El Consejo de Ministros del Gobierno de España ha dado este martes un nuevo impulso a la futura central hidroeléctrica de bombeo de Güímar al aprobar el acuerdo que permite avanzar en la ejecución de esta infraestructura estratégica para el sistema eléctrico de Tenerife. El proyecto, que movilizará una inversión superior a los 1.000 millones de euros, está llamado a convertirse en una de las principales actuaciones energéticas de Canarias.

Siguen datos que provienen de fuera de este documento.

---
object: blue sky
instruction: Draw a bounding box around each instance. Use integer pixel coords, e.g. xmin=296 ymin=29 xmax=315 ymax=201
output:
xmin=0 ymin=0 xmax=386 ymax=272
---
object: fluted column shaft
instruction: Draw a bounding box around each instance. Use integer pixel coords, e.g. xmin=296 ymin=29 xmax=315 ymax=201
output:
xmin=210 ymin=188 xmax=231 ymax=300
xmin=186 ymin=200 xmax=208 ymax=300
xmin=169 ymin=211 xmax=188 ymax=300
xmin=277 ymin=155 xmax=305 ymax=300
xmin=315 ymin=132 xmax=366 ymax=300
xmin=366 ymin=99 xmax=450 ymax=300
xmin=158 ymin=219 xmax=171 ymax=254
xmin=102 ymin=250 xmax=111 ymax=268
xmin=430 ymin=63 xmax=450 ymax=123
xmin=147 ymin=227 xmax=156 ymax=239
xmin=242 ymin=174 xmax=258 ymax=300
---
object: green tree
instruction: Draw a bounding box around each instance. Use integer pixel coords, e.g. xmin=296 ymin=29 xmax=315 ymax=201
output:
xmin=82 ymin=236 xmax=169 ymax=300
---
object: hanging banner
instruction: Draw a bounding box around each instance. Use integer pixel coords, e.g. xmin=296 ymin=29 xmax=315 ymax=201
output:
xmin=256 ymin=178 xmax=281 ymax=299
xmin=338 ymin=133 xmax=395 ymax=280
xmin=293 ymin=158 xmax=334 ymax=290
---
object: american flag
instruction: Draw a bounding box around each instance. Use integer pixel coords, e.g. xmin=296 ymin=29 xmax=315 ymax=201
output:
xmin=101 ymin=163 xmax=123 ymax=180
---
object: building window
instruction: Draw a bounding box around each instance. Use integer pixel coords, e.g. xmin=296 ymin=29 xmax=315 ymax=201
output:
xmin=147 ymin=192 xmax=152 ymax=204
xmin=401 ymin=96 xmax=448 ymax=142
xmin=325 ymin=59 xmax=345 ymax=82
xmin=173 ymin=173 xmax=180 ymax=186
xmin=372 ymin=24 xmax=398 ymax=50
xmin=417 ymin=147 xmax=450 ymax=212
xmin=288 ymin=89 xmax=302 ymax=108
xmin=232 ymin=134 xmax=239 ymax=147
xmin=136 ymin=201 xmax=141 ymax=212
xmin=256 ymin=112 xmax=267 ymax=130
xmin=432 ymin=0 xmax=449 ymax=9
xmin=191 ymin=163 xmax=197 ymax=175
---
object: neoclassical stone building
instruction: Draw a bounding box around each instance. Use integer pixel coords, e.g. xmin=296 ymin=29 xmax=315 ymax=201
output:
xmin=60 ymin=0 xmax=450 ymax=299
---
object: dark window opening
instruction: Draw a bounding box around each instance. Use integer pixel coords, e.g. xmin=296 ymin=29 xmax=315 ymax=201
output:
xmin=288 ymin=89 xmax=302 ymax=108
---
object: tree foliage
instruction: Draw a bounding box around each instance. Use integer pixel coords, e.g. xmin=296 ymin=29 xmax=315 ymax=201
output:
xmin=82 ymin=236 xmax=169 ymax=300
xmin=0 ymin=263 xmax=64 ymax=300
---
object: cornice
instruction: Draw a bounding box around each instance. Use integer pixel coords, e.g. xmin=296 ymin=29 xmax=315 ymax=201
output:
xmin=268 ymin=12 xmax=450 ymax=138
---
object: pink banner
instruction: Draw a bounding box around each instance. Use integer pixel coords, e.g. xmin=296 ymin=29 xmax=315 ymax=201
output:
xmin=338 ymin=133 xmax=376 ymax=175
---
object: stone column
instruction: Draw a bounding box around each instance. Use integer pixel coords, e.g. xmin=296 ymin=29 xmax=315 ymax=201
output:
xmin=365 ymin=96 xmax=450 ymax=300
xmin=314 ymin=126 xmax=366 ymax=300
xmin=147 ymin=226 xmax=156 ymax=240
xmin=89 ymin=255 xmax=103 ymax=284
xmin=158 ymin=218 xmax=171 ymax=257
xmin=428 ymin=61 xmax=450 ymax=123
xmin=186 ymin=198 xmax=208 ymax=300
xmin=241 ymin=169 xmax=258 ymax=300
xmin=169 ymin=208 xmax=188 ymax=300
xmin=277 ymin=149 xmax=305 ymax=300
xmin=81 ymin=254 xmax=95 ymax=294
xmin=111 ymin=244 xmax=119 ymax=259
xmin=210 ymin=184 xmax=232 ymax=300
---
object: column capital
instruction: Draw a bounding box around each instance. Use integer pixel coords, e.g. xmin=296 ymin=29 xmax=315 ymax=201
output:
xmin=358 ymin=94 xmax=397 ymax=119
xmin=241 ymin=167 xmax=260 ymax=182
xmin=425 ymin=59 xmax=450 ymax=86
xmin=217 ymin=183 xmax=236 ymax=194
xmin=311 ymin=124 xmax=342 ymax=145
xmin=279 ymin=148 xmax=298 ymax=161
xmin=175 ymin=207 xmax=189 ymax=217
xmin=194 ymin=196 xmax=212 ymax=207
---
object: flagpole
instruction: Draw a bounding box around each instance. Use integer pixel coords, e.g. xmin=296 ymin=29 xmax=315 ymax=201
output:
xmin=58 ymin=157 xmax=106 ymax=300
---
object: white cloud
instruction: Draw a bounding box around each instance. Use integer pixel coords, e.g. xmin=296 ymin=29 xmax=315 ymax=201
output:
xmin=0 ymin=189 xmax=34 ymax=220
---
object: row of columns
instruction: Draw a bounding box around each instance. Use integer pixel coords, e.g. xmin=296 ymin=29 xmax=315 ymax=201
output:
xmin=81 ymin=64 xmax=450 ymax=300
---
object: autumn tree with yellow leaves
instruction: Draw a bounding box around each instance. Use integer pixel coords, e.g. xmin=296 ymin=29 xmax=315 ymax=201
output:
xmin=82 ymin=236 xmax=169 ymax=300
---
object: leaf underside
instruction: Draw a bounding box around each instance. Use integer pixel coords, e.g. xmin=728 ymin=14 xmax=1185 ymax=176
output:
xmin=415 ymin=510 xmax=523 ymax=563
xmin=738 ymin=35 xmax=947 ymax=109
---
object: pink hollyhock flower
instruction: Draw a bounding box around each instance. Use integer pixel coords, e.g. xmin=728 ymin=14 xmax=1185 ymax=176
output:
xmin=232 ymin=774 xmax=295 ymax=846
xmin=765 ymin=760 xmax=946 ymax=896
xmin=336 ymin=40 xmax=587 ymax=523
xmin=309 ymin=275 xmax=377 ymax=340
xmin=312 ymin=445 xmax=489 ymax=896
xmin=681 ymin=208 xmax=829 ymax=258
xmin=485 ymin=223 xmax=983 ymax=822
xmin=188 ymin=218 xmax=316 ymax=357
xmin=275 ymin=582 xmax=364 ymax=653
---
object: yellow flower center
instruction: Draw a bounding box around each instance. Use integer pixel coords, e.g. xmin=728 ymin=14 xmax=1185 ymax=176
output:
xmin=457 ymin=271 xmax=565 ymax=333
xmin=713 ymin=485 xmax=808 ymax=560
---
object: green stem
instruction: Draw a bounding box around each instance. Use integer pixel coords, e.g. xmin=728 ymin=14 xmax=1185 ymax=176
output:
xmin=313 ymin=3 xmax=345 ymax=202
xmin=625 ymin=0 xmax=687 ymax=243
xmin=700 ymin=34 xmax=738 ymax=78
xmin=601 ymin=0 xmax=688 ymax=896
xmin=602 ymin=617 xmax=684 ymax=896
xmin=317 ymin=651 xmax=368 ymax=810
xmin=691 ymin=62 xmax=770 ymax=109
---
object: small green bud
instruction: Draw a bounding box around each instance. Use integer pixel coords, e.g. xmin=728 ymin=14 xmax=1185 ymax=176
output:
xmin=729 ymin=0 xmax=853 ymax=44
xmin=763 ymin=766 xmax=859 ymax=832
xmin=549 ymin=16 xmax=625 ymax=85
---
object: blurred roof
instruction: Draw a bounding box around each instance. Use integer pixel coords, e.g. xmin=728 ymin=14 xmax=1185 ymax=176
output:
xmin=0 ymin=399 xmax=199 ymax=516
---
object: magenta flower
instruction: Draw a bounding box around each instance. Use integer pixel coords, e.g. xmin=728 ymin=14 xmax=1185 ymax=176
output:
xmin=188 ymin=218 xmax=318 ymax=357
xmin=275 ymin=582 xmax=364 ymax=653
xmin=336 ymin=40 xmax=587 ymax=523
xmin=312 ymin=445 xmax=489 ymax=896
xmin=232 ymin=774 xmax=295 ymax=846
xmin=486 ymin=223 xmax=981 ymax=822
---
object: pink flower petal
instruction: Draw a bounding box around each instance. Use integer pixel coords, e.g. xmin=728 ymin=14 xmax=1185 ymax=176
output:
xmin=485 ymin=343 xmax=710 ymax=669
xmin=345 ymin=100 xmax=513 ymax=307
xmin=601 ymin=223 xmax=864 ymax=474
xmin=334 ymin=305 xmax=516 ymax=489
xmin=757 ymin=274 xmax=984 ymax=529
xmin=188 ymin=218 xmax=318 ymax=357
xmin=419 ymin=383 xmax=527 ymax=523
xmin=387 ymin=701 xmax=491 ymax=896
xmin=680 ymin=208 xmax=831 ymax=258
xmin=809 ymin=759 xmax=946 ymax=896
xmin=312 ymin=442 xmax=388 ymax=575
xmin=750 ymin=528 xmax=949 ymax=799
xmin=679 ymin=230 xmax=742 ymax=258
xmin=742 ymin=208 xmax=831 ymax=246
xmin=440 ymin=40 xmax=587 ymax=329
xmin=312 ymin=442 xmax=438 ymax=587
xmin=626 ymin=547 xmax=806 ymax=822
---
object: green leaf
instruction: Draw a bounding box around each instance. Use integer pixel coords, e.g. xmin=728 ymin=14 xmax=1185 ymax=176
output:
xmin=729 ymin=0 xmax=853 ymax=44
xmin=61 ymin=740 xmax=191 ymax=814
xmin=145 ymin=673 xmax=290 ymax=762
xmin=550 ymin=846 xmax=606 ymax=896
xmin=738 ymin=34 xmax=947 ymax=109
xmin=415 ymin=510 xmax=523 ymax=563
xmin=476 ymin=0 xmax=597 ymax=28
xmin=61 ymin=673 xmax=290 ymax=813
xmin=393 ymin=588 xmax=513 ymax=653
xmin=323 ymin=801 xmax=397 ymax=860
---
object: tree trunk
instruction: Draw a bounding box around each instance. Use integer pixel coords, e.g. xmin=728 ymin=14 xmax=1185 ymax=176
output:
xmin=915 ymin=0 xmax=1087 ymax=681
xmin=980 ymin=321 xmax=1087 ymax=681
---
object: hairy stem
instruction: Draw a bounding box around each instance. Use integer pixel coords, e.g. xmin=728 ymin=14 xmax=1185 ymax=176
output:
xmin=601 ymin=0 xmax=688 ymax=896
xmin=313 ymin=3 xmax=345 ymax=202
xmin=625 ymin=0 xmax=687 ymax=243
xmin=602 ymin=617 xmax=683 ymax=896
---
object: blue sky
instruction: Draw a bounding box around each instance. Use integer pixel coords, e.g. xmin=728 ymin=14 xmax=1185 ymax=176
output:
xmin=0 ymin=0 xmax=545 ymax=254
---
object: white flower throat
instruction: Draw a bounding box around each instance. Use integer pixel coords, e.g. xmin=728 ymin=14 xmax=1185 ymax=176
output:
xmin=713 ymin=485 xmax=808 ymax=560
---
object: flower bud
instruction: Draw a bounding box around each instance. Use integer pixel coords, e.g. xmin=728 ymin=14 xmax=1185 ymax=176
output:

El ministro de Política Territorial y Memoria Democrática, Ángel Víctor Torres, destacó que el acuerdo supone un paso decisivo para una iniciativa que comenzó a gestarse hace unos siete años con la colaboración entre el Gobierno de España y el Ejecutivo canario.
«Hace unos siete años había una voluntad por parte del Gobierno de Canarias y también del Gobierno de España de avanzar en el salto a las energías renovables en Güímar y recuperar ese espacio. Hace unos meses anunciábamos mil millones para esa actuación y hoy el Consejo de Ministros da otro paso más autorizando al operador. Con esa inversión tendremos ese salto de agua en Güímar», afirmó.
La central aprovechará el desnivel existente entre dos embalses para almacenar energía mediante un sistema de bombeo. Cuando exista un exceso de producción procedente de fuentes renovables, el agua será impulsada hasta el depósito superior y, en los momentos de mayor demanda, volverá a descender para generar electricidad. Con ello se pretende aumentar el peso de las energías limpias en Tenerife y reducir la dependencia de los combustibles fósiles, al tiempo que se recupera una zona degradada por la actividad extractiva.
El proyecto contempla una potencia de 200 megavatios y una importante capacidad de almacenamiento energético, lo que permitirá mejorar la estabilidad del sistema eléctrico insular y facilitar una mayor integración de la energía eólica y fotovoltaica.
Torres enmarcó esta decisión dentro de un Consejo de Ministros que calificó de «muy productivo para Canarias». Además del avance de la central de Güímar, el Ejecutivo aprobó una transferencia de 44 millones de euros para el sistema de dependencia, cuatro millones para la atención de menores migrantes no acompañados, autorizó al Gobierno de Canarias a disponer de 300 millones de euros mediante operaciones de deuda a corto plazo y dio luz verde a una partida de 8,5 millones para compensar el coste del agua desalada y contribuir a reducir la factura que pagan los usuarios.